Co się stanie jeżeli właściciel nieubezpieczonego auta nie zapłaci kary za brak OC? Ściąganie tej sankcji regulują przepisy ustawy o ubezpieczeniach obowiązkowych UFG i PBUK oraz ustawy o postępowaniu egzekucyjnym w administracji. Odbywa się to w ten sposób, że UFG wystawia tytuł wykonawczy, a egzekwowaniem kary zajmuje się dalej urząd skarbowy.
Urząd może odzyskać pieniądze np. z wynagrodzenia, z rachunków bankowych, z nadpłaty podatku dochodowego lub z nieruchomości. O wyborze środka egzekucyjnego decyduje sam US, ale ustawa nakazuje wykorzystać ten najmniej uciążliwy dla ukaranego. Pieniądze mogą być ściągane z nadpłaty podatku.
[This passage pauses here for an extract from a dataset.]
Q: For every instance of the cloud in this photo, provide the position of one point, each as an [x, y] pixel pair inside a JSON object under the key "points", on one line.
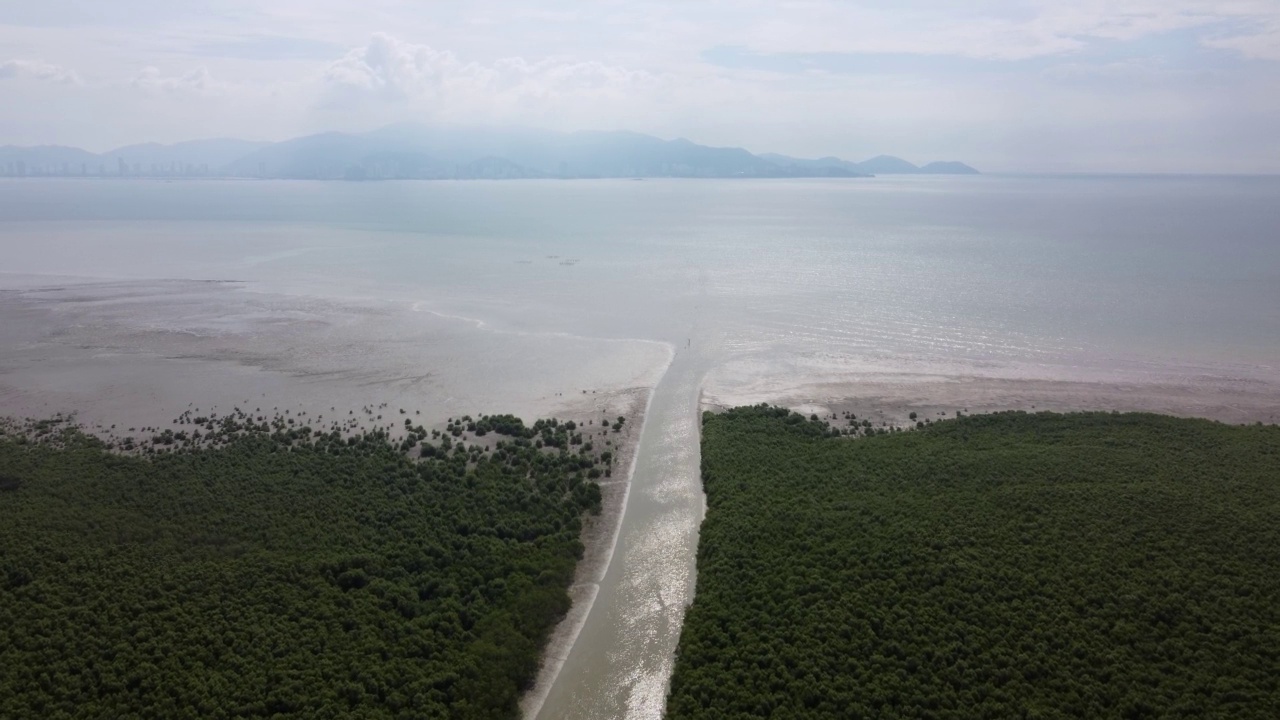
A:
{"points": [[419, 76], [150, 80], [1261, 41], [37, 69]]}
Gdy jest to niemożliwe albo trzeba zbyt długo czekać – urząd może zobowiązać pracodawcę do zajęcia części wynagrodzenia lub bank do ściągnięcia należności z konta (banki często zamiast pobrania należności – blokują konto). Jeżeli powyższe rozwiązania okażą się nieskuteczne – do mieszkania ukaranego może zapukać poborca skarbowy i zająć majątek ruchomy.